I got invited into the AI Test Kitchen by Google to begin beta testing out some early versions of their AI apps. The only one I saw available to me at this point in time was MusicLM, which was fine since I am curious about how text might be transformed into music by AI. (I’ve done some various explorations around AI and music lately. See here and here).
MusicLM was simple to use — write a text describing a kind of music (instrument, style, etc.) and you can add things like a mood or atmosphere and it kicks out two sample tracks, with an invitation to choose the best one. This is a trial version of the app and testing platform, so Google is learning from people like me using it. I suspect it may eventually be of use to video makers seeking short musical interlude snippets (but I worry it will put musicians and composers out of work).
I tried out a few prompts. Some were fine, capturing something close to what I might have expected from an AI sound generator. Some were pretty bad, choppy to the point you could almost hear the music samples being stitched together to make the file. Like I said, it’s learning.
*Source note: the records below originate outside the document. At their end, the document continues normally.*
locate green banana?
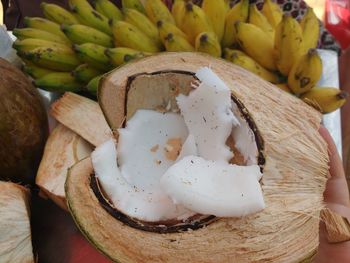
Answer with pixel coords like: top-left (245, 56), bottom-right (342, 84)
top-left (202, 0), bottom-right (227, 42)
top-left (105, 47), bottom-right (145, 66)
top-left (112, 20), bottom-right (160, 53)
top-left (34, 72), bottom-right (83, 92)
top-left (123, 8), bottom-right (163, 49)
top-left (222, 0), bottom-right (249, 48)
top-left (41, 2), bottom-right (79, 25)
top-left (157, 20), bottom-right (189, 44)
top-left (86, 75), bottom-right (102, 95)
top-left (22, 60), bottom-right (55, 79)
top-left (145, 0), bottom-right (175, 24)
top-left (195, 32), bottom-right (221, 57)
top-left (93, 0), bottom-right (123, 21)
top-left (61, 24), bottom-right (113, 47)
top-left (300, 8), bottom-right (320, 55)
top-left (223, 48), bottom-right (280, 83)
top-left (73, 43), bottom-right (112, 71)
top-left (69, 0), bottom-right (112, 35)
top-left (13, 38), bottom-right (72, 52)
top-left (13, 28), bottom-right (70, 45)
top-left (23, 17), bottom-right (70, 42)
top-left (287, 49), bottom-right (322, 95)
top-left (249, 4), bottom-right (274, 40)
top-left (72, 64), bottom-right (102, 83)
top-left (122, 0), bottom-right (146, 14)
top-left (164, 33), bottom-right (194, 52)
top-left (19, 47), bottom-right (80, 71)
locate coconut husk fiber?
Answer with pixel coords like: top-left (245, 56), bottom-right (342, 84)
top-left (66, 52), bottom-right (329, 263)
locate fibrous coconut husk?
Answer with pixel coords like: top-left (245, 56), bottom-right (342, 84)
top-left (66, 53), bottom-right (329, 262)
top-left (36, 124), bottom-right (93, 210)
top-left (0, 182), bottom-right (34, 263)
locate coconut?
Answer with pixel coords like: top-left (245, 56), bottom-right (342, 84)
top-left (0, 58), bottom-right (48, 184)
top-left (66, 53), bottom-right (328, 262)
top-left (0, 182), bottom-right (34, 262)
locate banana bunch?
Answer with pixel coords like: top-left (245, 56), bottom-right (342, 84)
top-left (12, 0), bottom-right (347, 113)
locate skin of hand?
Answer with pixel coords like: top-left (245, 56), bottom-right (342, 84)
top-left (314, 126), bottom-right (350, 263)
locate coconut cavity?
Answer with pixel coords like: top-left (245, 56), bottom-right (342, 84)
top-left (92, 68), bottom-right (265, 231)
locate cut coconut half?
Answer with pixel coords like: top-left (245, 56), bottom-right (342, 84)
top-left (66, 53), bottom-right (329, 262)
top-left (36, 124), bottom-right (93, 210)
top-left (0, 182), bottom-right (34, 263)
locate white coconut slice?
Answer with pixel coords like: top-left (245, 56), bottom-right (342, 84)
top-left (176, 134), bottom-right (197, 161)
top-left (176, 67), bottom-right (239, 163)
top-left (160, 156), bottom-right (264, 217)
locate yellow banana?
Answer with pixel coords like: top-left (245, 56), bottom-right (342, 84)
top-left (86, 75), bottom-right (102, 95)
top-left (202, 0), bottom-right (227, 42)
top-left (69, 0), bottom-right (112, 35)
top-left (34, 72), bottom-right (83, 92)
top-left (171, 0), bottom-right (185, 28)
top-left (112, 21), bottom-right (160, 53)
top-left (61, 24), bottom-right (113, 47)
top-left (235, 21), bottom-right (276, 70)
top-left (122, 0), bottom-right (146, 14)
top-left (287, 49), bottom-right (322, 95)
top-left (40, 2), bottom-right (79, 25)
top-left (181, 2), bottom-right (213, 45)
top-left (23, 17), bottom-right (70, 42)
top-left (93, 0), bottom-right (123, 21)
top-left (274, 14), bottom-right (303, 76)
top-left (164, 33), bottom-right (194, 52)
top-left (301, 87), bottom-right (348, 114)
top-left (20, 47), bottom-right (80, 71)
top-left (105, 47), bottom-right (145, 66)
top-left (13, 28), bottom-right (70, 45)
top-left (195, 32), bottom-right (221, 57)
top-left (145, 0), bottom-right (175, 25)
top-left (73, 43), bottom-right (112, 71)
top-left (222, 0), bottom-right (249, 48)
top-left (72, 64), bottom-right (102, 83)
top-left (22, 60), bottom-right (55, 79)
top-left (123, 8), bottom-right (163, 49)
top-left (261, 0), bottom-right (283, 28)
top-left (13, 38), bottom-right (71, 52)
top-left (300, 8), bottom-right (320, 55)
top-left (223, 48), bottom-right (280, 83)
top-left (275, 83), bottom-right (292, 93)
top-left (249, 4), bottom-right (274, 40)
top-left (157, 20), bottom-right (188, 44)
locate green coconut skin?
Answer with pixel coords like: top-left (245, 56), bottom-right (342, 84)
top-left (0, 58), bottom-right (48, 184)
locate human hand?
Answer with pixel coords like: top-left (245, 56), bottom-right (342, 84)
top-left (314, 126), bottom-right (350, 263)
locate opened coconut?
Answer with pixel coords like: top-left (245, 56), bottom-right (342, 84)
top-left (65, 53), bottom-right (328, 262)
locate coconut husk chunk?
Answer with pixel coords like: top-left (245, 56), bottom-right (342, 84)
top-left (51, 92), bottom-right (112, 147)
top-left (36, 124), bottom-right (93, 210)
top-left (0, 182), bottom-right (34, 263)
top-left (321, 208), bottom-right (350, 243)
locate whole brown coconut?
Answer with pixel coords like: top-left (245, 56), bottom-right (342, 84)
top-left (0, 58), bottom-right (48, 184)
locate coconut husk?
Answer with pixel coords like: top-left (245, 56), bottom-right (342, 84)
top-left (36, 124), bottom-right (93, 210)
top-left (67, 53), bottom-right (329, 262)
top-left (0, 182), bottom-right (34, 263)
top-left (50, 92), bottom-right (112, 147)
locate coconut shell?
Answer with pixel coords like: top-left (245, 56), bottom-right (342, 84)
top-left (0, 182), bottom-right (34, 263)
top-left (36, 124), bottom-right (93, 210)
top-left (67, 53), bottom-right (329, 262)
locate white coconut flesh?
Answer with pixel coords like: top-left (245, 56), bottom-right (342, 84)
top-left (91, 67), bottom-right (265, 222)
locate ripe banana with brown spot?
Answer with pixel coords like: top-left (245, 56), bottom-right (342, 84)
top-left (288, 49), bottom-right (322, 95)
top-left (13, 38), bottom-right (71, 52)
top-left (202, 0), bottom-right (227, 42)
top-left (300, 7), bottom-right (320, 55)
top-left (73, 43), bottom-right (112, 71)
top-left (22, 60), bottom-right (55, 79)
top-left (249, 4), bottom-right (274, 40)
top-left (195, 32), bottom-right (221, 57)
top-left (34, 72), bottom-right (83, 92)
top-left (164, 33), bottom-right (194, 52)
top-left (41, 2), bottom-right (79, 25)
top-left (223, 48), bottom-right (279, 83)
top-left (274, 14), bottom-right (303, 76)
top-left (235, 21), bottom-right (276, 71)
top-left (93, 0), bottom-right (123, 21)
top-left (261, 0), bottom-right (283, 28)
top-left (72, 64), bottom-right (102, 83)
top-left (122, 0), bottom-right (146, 14)
top-left (61, 24), bottom-right (113, 47)
top-left (112, 21), bottom-right (160, 53)
top-left (157, 20), bottom-right (189, 44)
top-left (105, 47), bottom-right (145, 66)
top-left (13, 28), bottom-right (70, 45)
top-left (181, 2), bottom-right (214, 45)
top-left (222, 0), bottom-right (249, 48)
top-left (171, 0), bottom-right (186, 28)
top-left (145, 0), bottom-right (175, 24)
top-left (301, 88), bottom-right (349, 114)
The site does let you download your file, so I grabbed a file and took a screenshot and created the media piece above (here is direct link). My prompt here was: “Electronic keys over minor chords.” (An earlier prompt — a solo saxophone — gave me a pretty strange mix and I think I heard some Charlie Parker in there.
Here is what the Google folks write about what they are up to with MusicLM:
We introduce MusicLM, a model generating high-fidelity music from text descriptions such as “a calming violin melody backed by a distorted guitar riff”. MusicLM casts the process of conditional music generation as a hierarchical sequence-to-sequence modeling task, and it generates music at 24 kHz that remains consistent over several minutes. Our experiments show that MusicLM outperforms previous systems both in audio quality and adherence to the text description. Moreover, we demonstrate that MusicLM can be conditioned on both text and a melody in that it can transform whistled and hummed melodies according to the style described in a text caption.
I guess Google will be adding new AI-engined apps into the kitchen for testing. I’ll be curious.
Peace (and Sound),